JSON schema
elementary.json_schema
Allows validating that a string column matches a given JSON schema. The test expects a JSON schema as input, defined according to the JSON schema standard, defined in YAML format (see an example below).
This test along with the relevant JSON schema can be auto-generated (see details below).
This test relies on our Python tests capability, and is currently only supported for Snowflake and BigQuery data warehouses.
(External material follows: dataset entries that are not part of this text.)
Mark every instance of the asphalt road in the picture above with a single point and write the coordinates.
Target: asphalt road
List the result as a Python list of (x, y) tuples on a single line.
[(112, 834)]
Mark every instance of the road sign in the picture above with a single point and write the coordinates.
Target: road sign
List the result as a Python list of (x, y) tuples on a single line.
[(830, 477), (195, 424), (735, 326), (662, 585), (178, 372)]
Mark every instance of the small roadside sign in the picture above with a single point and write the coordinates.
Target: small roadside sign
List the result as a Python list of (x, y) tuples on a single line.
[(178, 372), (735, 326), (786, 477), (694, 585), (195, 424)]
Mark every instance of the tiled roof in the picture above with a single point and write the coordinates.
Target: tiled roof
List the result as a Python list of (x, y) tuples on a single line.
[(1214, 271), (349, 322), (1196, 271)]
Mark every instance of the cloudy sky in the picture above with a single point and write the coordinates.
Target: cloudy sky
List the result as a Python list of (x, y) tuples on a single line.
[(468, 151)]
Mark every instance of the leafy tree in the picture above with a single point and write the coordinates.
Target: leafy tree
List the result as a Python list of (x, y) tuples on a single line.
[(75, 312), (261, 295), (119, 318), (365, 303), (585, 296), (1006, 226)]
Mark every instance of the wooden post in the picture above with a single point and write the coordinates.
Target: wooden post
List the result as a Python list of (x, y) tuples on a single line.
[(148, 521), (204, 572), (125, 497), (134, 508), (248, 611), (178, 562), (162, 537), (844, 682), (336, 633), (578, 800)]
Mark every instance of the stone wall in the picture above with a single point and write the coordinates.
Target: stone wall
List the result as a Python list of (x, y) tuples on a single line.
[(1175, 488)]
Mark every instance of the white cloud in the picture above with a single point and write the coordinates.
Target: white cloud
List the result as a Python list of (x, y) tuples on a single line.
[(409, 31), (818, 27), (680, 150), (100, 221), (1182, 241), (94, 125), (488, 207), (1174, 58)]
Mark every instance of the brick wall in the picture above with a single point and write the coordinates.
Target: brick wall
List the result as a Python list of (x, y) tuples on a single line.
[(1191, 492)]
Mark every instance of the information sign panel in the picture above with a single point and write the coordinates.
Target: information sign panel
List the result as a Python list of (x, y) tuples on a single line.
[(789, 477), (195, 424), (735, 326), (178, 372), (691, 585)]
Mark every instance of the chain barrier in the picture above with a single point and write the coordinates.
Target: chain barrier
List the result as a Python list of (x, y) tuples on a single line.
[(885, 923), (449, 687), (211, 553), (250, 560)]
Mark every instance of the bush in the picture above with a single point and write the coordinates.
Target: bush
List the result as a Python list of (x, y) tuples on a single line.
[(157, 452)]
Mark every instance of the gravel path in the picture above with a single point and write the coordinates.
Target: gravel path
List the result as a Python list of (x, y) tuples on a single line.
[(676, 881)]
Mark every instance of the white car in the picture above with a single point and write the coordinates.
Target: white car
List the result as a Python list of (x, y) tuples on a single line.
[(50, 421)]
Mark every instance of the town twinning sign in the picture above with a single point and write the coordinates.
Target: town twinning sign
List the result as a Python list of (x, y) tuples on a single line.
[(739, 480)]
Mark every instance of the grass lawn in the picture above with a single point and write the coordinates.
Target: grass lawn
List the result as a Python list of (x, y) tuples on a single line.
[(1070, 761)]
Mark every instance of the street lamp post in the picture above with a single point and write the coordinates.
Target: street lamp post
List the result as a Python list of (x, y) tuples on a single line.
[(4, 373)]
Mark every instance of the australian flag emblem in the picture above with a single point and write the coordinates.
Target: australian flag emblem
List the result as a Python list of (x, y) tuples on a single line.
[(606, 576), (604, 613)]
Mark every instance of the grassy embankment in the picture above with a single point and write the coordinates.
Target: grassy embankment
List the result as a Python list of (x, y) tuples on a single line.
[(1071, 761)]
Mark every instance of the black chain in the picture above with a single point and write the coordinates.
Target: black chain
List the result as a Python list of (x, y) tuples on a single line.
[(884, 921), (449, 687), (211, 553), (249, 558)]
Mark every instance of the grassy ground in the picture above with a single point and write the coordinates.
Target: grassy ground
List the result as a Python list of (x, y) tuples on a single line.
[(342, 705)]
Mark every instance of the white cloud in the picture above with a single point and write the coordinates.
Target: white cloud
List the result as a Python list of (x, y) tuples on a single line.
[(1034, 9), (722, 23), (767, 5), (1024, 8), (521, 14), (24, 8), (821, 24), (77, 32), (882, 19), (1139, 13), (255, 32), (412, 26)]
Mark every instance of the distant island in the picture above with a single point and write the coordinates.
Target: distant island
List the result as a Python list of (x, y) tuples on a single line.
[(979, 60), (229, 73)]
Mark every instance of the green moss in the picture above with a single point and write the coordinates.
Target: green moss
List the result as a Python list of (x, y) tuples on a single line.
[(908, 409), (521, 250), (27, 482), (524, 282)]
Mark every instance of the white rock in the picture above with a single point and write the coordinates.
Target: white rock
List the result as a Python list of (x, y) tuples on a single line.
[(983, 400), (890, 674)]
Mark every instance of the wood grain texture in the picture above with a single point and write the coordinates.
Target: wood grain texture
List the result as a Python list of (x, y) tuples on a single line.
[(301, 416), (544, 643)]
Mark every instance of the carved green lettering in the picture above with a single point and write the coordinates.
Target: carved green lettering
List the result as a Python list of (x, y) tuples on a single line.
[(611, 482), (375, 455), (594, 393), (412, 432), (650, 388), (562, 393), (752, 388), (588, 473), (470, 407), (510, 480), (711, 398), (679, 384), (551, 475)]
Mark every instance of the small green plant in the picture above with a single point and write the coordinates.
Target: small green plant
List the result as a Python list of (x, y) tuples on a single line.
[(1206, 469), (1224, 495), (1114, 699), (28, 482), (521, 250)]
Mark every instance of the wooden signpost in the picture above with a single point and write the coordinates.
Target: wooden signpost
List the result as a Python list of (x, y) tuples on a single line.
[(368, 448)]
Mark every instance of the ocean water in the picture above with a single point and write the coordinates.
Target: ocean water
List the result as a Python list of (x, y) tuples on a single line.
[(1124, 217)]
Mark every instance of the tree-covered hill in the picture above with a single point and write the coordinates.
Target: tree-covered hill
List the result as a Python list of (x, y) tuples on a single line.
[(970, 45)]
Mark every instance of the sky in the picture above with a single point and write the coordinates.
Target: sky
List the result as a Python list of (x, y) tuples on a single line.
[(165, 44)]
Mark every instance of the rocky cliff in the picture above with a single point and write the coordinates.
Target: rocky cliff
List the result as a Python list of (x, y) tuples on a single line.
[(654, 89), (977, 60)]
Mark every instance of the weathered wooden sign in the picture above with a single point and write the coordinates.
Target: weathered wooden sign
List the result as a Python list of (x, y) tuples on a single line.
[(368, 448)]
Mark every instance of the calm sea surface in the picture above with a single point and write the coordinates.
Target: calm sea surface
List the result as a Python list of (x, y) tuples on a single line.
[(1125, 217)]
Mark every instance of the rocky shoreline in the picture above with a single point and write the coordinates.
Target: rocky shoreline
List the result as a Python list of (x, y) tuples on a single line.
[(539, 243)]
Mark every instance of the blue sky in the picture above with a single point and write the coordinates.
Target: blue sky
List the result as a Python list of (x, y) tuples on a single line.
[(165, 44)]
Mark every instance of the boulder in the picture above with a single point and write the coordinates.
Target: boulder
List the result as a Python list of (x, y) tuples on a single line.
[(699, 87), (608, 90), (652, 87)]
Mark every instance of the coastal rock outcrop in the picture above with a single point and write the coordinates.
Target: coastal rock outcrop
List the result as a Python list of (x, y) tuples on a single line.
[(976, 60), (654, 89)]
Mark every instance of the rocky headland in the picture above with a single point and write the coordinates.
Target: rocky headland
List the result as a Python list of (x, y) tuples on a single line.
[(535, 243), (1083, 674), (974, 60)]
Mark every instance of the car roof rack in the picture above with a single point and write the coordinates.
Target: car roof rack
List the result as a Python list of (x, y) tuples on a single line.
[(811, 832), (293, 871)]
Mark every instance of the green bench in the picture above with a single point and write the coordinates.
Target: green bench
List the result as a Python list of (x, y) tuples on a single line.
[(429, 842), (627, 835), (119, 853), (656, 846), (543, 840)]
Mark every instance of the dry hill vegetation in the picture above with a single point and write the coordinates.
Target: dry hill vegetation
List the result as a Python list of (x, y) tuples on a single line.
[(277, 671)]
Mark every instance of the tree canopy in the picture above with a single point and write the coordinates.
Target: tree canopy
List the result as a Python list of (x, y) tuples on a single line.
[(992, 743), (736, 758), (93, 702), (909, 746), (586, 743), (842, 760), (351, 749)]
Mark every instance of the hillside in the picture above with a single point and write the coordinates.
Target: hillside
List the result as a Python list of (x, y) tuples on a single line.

Auto-generate JSON schema tests
Elementary provides the generate_json_schema_test
macro in order to auto-generate the JSON schema for a given
column using existing data.
Example usage:
dbt run-operation elementary.generate_json_schema_test --args '{"node_name": "login_events", "column_name": "raw_event_data"}'
Will print:
Please add the following test to your model configuration:
----------------------------------------------------------
columns:
- name: raw_event_data
tests:
- elementary.json_schema:
type: object
properties:
event_id:
type: integer
event_name:
type: string
event_args:
type: array
items:
type: string
required:
- event_id
- event_name
Note: The generate_json_schema_test
macro relies on a 3rd-party python library called genson
. If you are using
BigQuery, you will need to pre-install this library in your Dataproc cluster (See dbt’s documentation on Python models
for more details)